The high holiday season, which includes the weeklong Sukkoth, or Feast of the Tabernacles, at the beginning of October, provides a time-out from Israel's pressing problems. People generally take off work and spend more time with family during this period.

West Bank crossing closed
Israel's military closed off the West Bank on Friday until midnight Sunday, barring Palestinians from entering Israel, a routine measure during Jewish holidays to deter possible attacks by Palestinian militants.

Authorities said an exception would be made for men older than the age of 50 and women older than 45 seeking to enter Jerusalem to pray at the Al Aqsa mosque — Islam's third-holiest shrine — on the fourth and final Friday of Ramadan.

However, witnesses at the Qalandia crossing between the West Bank and Jerusalem said hundreds of Palestinians seeking entry to the city were turned away by Israeli troops.

Elsewhere along the Israel-West Bank divide, Israeli and Palestinian security forces have been cooperating for the first time in time in years, often seen conversing and easing the passage of Palestinians from side to side.

Ramadan ends next week
Muslims in the West Bank and Gaza Strip will begin Sunday the Eid al-Fitr, a three-day holiday marking the end of Ramadan and commemorating the revelation of the first verses of the Quran to the Prophet Muhammad.

In Gaza City ahead of the festival, the old market was packed with street merchants hawking their wares and families shopping for jeans, shoes, scarves, sweets and salted fish, traditionally eaten at this time.

The holiday atmosphere was strained in Gaza, which has been under an Israeli-Egyptian blockade for two years and is still reeling from January's bloodshed.

"People are psychologically worn out since the war," said Midhad Ihmeid, 45. "Does someone who lost a family member or had his house wrecked want to go and buy new shoes?"

Salam Haddad, a 34-year-old vendor, said Gaza's economic decline was affecting holiday preparations, and only the network of smuggling tunnels under the Gaza-Egypt border was keeping commerce alive.

"There's no work here now, so people don't have much money for the holiday," he said.

Israel's Central Bureau of Statistics released its annual population figures to mark the New Year.

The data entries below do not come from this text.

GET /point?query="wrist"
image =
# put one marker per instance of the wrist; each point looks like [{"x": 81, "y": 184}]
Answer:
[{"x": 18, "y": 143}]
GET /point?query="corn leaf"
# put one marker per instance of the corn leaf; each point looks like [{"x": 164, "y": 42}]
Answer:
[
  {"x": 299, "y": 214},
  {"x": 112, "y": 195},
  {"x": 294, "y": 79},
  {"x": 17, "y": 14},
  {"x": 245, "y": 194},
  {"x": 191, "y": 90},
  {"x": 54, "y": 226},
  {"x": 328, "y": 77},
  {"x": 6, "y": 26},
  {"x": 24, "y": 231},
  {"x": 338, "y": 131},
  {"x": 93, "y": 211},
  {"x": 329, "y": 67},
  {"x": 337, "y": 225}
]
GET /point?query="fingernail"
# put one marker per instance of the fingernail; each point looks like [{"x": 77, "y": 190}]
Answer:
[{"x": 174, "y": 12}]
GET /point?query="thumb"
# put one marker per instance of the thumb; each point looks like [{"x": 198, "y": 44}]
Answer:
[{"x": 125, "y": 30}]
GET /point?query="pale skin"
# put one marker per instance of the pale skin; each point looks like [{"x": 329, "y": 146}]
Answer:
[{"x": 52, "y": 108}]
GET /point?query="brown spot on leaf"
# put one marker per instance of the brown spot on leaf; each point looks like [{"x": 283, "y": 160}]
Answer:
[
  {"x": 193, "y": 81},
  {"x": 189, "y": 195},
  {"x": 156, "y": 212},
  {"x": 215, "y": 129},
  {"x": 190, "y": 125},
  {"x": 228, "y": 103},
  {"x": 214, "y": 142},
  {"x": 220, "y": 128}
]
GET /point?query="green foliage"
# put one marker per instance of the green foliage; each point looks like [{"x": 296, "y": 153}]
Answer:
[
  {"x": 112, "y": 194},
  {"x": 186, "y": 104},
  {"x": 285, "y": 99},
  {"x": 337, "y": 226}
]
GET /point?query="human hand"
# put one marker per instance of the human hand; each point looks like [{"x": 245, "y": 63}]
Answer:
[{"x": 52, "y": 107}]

It said 7,465,000 people live in Israel, with 75.5 percent of the population Jewish and 20.2 percent Arab. The rest were mostly non-Jewish immigrants from the former Soviet Union.

Israel's population is relatively young, with 28.4 percent younger than the age of 14, compared to an average of 17 percent among Western countries, according to the report.

The annual population growth rate held steady at 1.8 percent. Unlike in previous years, the report indicated that the number of children per Jewish mother increased, while the number of children per Muslim mother decreased.